Perplessità di natura tecnica, perché tanti passaggi ne rasentano l’incostituzionalità, e comunque rappresentano un perfetto viatico per polemiche e conflitti di attribuzione tra competenze di Stato e Regione, peraltro con la campagna referendaria per la riforma costituzionale ormai entrata del vivo, e quindi in un momento politico decisamente poco opportuno e con un clima che rischia di diventare incandescente. Ancora, la durata prevista per tutta la legislatura appare in contraddizione con l’art. 31 dello Statuto che disciplina il carattere temporaneo delle Commissioni, e l’ordine pubblico non rientra certamente tra le materie di competenza regionale. Ed essendo la nostra funzione istituzionale di natura prevalentemente legislativa, che intervento e azione concreta possiamo produrre in un ambito così delicato, senza avere strumenti e prerogative delle forze dell’ordine e della magistratura – per fare solo due esempi – e senza rischiare di andare ben oltre le nostre competenze? Infine, anche per quanto riguarda inchieste e studi (oggetto della legge in itinere), da svolgere prevalentemente attraverso audizioni e richiesta di acquisizione di documentazione, si tratta di prerogative già appannaggio dei singoli consiglieri e delle Commissioni permanenti.

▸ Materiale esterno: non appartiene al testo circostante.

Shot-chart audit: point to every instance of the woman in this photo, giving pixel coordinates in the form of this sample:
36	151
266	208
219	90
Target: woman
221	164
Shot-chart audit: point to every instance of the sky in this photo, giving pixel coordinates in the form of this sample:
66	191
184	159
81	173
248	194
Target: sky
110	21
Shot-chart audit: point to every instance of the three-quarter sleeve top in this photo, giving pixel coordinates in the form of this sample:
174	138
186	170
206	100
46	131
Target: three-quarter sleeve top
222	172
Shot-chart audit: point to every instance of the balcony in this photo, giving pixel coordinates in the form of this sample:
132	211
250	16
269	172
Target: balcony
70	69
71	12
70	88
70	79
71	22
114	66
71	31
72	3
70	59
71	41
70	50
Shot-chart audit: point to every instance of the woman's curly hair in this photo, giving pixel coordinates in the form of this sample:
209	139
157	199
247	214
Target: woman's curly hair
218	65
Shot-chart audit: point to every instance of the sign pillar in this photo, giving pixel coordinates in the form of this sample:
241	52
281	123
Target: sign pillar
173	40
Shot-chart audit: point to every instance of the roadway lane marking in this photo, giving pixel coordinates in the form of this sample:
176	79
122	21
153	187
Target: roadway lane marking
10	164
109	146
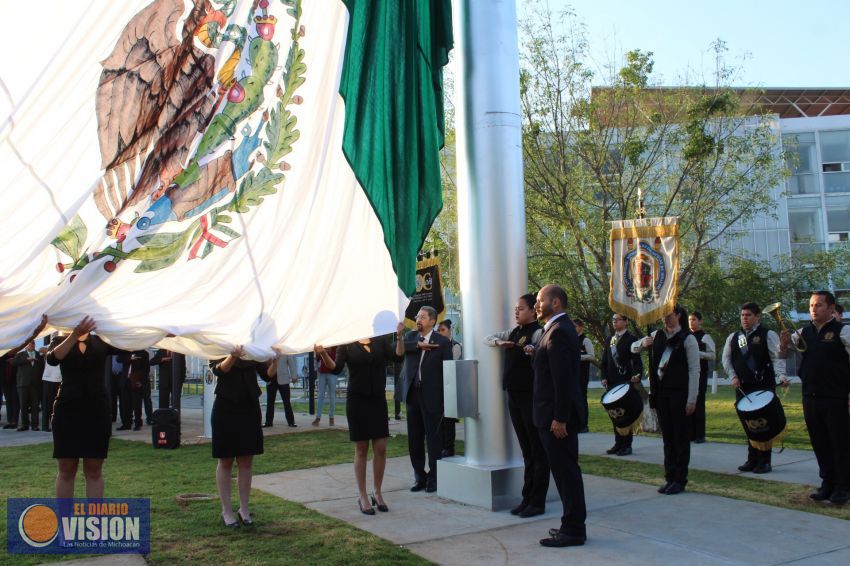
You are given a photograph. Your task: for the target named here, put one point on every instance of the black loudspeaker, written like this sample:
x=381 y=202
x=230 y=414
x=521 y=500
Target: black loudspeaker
x=165 y=432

Ecco perché la nostra percezione è quella di una legge-bandiera, che ovviamente verrà apprezzata dall’opinione pubblica ma di fatto rischia o di essere cassata appena approvata o di non produrre alcun risultato concreto. Ma la criminalità organizzata e il radicamento e la diffusione del fenomeno mafioso in Puglia sono fenomeni da tale gravità e incidenza sul tessuto economico, sociale e produttivo da meritare di essere combattute e sconfitte con ben altri strumenti, lontani da un populismo fine a se stesso e utile solo a conquistare visibilità mediatica e sui social, in particolare per chi intende e vive la politica come un fritto misto di slogan in servizio permanente effettivo”.